In order to maintain the lowest possible footprint in the update operation latency, the following properties are built into the garbage collection process:

  • A dedicated thread performs the GC. In Hazelcast terms, this thread is called the Collector and the application thread is called the Mutator.

  • On each update there is metadata to be maintained; this is done asynchronously by the Collector thread. The Mutator enqueues update events to the Collector's work queue.

  • The Collector keeps draining its work queue at all times, including the time it goes through the GC cycle. Updates are taken into account at each stage in the GC cycle, preventing the copying of already dead records into compacted files.

  • All GC-induced I/O competes for the same resources as the Mutator's update operations.
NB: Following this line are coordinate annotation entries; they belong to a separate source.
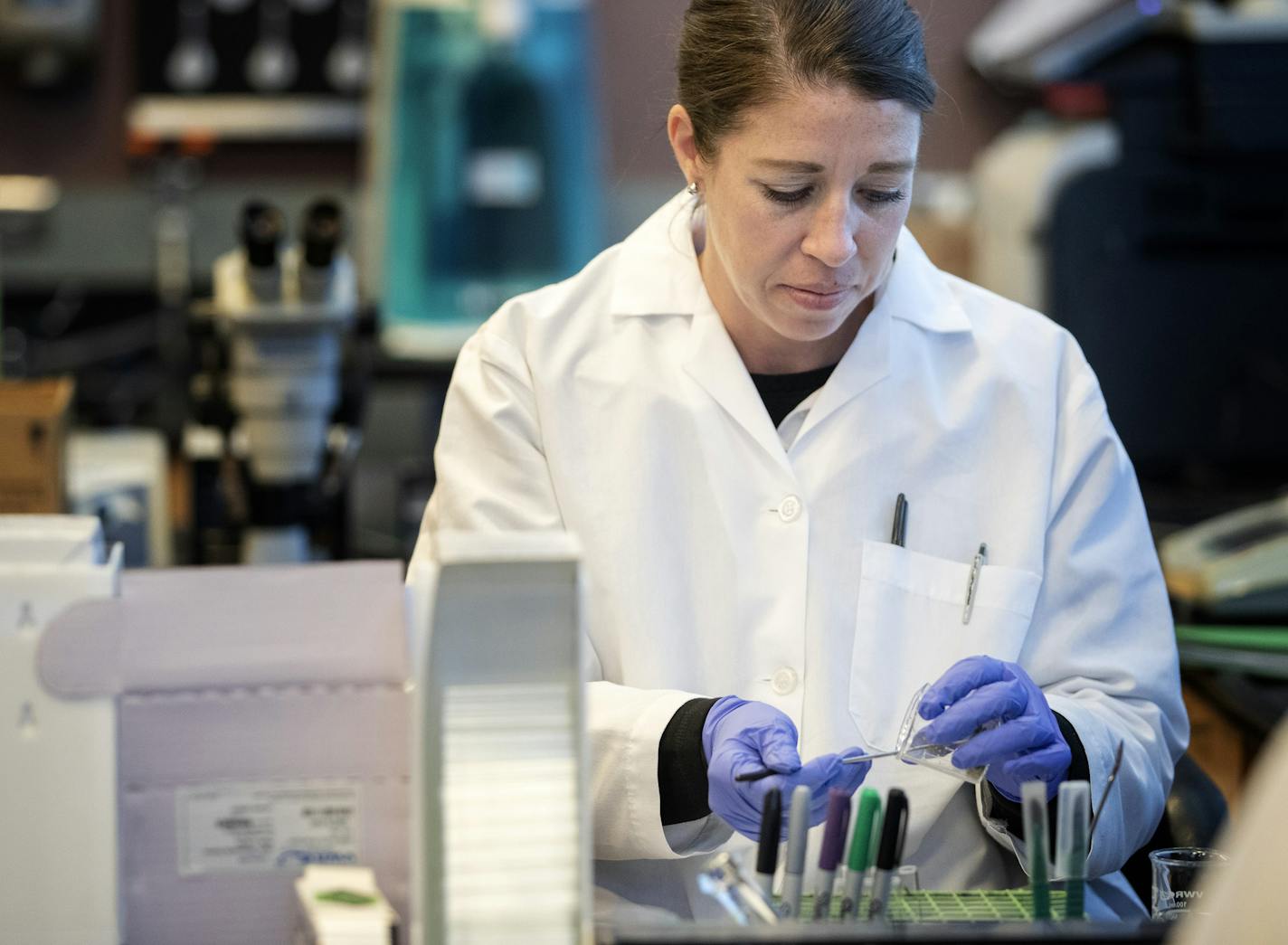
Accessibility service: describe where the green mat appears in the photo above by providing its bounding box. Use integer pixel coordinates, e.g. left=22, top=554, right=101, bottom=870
left=800, top=887, right=1064, bottom=923
left=1176, top=623, right=1288, bottom=653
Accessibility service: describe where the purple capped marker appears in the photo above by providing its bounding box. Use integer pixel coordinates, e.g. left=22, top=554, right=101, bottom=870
left=814, top=788, right=850, bottom=921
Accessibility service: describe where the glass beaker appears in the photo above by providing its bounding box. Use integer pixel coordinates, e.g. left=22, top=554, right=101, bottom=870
left=895, top=684, right=996, bottom=784
left=1149, top=847, right=1227, bottom=921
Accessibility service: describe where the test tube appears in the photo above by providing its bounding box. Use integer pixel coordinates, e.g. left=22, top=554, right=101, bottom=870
left=1020, top=781, right=1051, bottom=921
left=1055, top=781, right=1091, bottom=920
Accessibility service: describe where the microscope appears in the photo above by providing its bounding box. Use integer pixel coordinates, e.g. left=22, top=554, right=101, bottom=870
left=186, top=200, right=359, bottom=564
Therefore, measures are taken to minimize the impact of I/O done during GC:
    • data is never read from files, but from RAM;
    • a heuristic scheme is employed which minimizes the number of bytes written to disk for each kilobyte of reclaimed garbage;
    • measures are also taken to achieve a good interleaving of Collector and Mutator operations, minimizing latency outliers perceived by the Mutator.

I/O Minimization Scheme

The success of this scheme is subject to a bet on the Weak Generational Garbage Hypothesis, which states that a new record entering the system is likely to become garbage soon. In other words, a key updated now is more likely than average to be updated again soon.
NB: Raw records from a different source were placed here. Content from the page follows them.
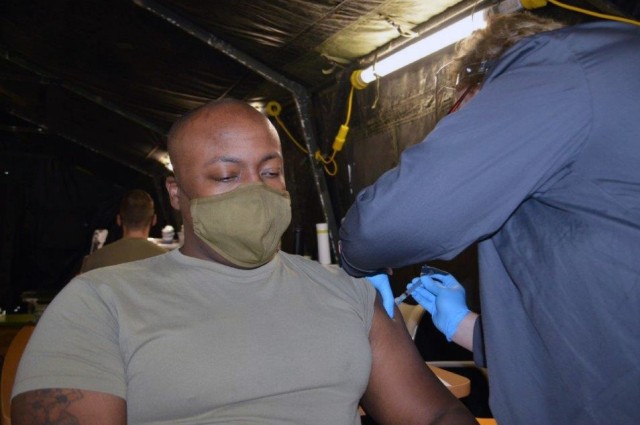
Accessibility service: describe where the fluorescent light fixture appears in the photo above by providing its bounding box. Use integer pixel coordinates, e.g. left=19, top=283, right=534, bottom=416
left=351, top=9, right=488, bottom=89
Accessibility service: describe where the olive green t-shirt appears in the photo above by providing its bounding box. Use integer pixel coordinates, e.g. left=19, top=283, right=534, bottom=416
left=13, top=250, right=375, bottom=425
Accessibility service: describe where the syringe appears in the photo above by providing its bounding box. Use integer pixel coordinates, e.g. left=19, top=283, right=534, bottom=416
left=396, top=264, right=449, bottom=305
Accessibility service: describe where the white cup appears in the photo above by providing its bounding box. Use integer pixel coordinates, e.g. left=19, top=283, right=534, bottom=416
left=162, top=225, right=175, bottom=243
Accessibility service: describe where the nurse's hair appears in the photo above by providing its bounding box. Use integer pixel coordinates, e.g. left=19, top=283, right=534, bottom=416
left=449, top=12, right=567, bottom=90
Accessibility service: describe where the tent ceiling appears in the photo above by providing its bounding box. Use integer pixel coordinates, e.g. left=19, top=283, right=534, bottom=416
left=0, top=0, right=640, bottom=174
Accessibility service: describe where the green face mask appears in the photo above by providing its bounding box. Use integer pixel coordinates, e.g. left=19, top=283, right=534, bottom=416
left=191, top=183, right=291, bottom=268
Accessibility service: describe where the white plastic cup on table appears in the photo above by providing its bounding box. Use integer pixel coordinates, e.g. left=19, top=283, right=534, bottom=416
left=162, top=225, right=175, bottom=243
left=316, top=223, right=331, bottom=264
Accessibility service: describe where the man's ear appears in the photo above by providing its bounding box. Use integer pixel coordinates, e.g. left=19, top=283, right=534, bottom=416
left=165, top=176, right=180, bottom=210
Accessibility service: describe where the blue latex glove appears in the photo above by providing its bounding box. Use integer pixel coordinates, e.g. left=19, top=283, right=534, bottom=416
left=366, top=273, right=396, bottom=319
left=407, top=274, right=469, bottom=341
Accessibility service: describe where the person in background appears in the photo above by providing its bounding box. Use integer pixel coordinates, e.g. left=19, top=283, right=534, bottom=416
left=80, top=189, right=167, bottom=273
left=12, top=99, right=475, bottom=425
left=340, top=9, right=640, bottom=425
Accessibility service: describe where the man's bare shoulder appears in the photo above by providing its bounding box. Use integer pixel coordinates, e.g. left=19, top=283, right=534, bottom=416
left=11, top=388, right=126, bottom=425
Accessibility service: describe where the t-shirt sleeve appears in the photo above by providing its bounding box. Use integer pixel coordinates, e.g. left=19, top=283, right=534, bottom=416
left=13, top=278, right=126, bottom=398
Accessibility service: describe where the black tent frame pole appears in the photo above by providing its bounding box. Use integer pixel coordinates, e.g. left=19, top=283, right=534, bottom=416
left=133, top=0, right=339, bottom=259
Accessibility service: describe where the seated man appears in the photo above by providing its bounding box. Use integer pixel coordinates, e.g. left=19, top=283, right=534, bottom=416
left=80, top=189, right=167, bottom=273
left=12, top=100, right=475, bottom=425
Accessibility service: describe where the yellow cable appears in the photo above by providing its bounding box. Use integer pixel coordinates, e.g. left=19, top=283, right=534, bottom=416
left=520, top=0, right=640, bottom=25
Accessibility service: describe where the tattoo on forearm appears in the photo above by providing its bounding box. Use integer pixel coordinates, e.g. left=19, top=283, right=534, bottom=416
left=14, top=389, right=83, bottom=425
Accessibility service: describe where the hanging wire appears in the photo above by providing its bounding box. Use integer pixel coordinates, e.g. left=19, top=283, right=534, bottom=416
left=265, top=100, right=309, bottom=153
The scheme was taken from the seminal Sprite LFS paper, Rosenblum, Ousterhout, The Design and Implementation of a Log-Structured File System. The following is an outline of the paper:

  • Data is not written to one huge file, but to many files of moderate size (8 MB) called "chunks".
  • Garbage is collected incrementally, i.e. by choosing several chunks, then copying all their live data to new chunks, then deleting the old ones.
  • I/O is minimized using a collection technique which results in a bimodal distribution of chunks with respect to their garbage content: most files are either almost all live data or they are all garbage.
  • The technique consists of two main principles:
    1. Chunks are selected based on their Cost-Benefit factor (see below).
    2. Records are sorted by age before copying to new chunks.

Cost-Benefit Factor

The Cost-Benefit factor of a chunk consists of two components multiplied together:

  1. The ratio of benefit (amount of garbage that can be collected) to I/O cost (amount of live data to be written).
  2. The age of the data in the chunk, measured as the age of the youngest record it contains.
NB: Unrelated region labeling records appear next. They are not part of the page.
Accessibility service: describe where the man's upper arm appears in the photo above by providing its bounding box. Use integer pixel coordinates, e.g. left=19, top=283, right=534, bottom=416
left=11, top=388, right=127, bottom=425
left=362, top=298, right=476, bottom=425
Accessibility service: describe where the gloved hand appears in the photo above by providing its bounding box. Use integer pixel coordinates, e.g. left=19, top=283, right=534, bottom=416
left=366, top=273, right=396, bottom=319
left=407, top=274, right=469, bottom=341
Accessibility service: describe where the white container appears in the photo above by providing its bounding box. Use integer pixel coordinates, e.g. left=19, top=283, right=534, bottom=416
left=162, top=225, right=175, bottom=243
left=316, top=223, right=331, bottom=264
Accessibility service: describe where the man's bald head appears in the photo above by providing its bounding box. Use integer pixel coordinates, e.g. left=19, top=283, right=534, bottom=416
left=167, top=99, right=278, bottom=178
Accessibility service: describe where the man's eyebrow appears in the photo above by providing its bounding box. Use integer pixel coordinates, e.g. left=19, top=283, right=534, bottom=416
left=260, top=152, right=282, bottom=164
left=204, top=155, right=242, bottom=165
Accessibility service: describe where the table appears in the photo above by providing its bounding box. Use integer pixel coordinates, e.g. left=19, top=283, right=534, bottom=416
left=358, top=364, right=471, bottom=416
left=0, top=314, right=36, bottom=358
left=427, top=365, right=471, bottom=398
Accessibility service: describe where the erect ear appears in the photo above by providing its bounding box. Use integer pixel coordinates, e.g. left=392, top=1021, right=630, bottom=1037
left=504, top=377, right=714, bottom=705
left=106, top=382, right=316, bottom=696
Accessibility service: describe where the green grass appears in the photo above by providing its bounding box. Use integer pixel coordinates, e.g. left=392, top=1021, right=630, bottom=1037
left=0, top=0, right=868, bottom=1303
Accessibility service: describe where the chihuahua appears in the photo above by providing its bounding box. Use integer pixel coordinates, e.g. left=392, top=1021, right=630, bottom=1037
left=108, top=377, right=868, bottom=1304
The essence is in the second component: given equal amount of garbage in all chunks, it will make the young ones less attractive to the Collector. Assuming the generational garbage hypothesis, this will allow the young chunks to quickly accumulate more garbage. On the flip side, it will also ensure that even files with little garbage are eventually garbage collected. This removes garbage which would otherwise linger on, thinly spread across many chunk files.

Sorting records by age will group young records together in a single chunk and will do the same for older records. Therefore the chunks will either tend to keep their data live for a longer time, or quickly become full of garbage.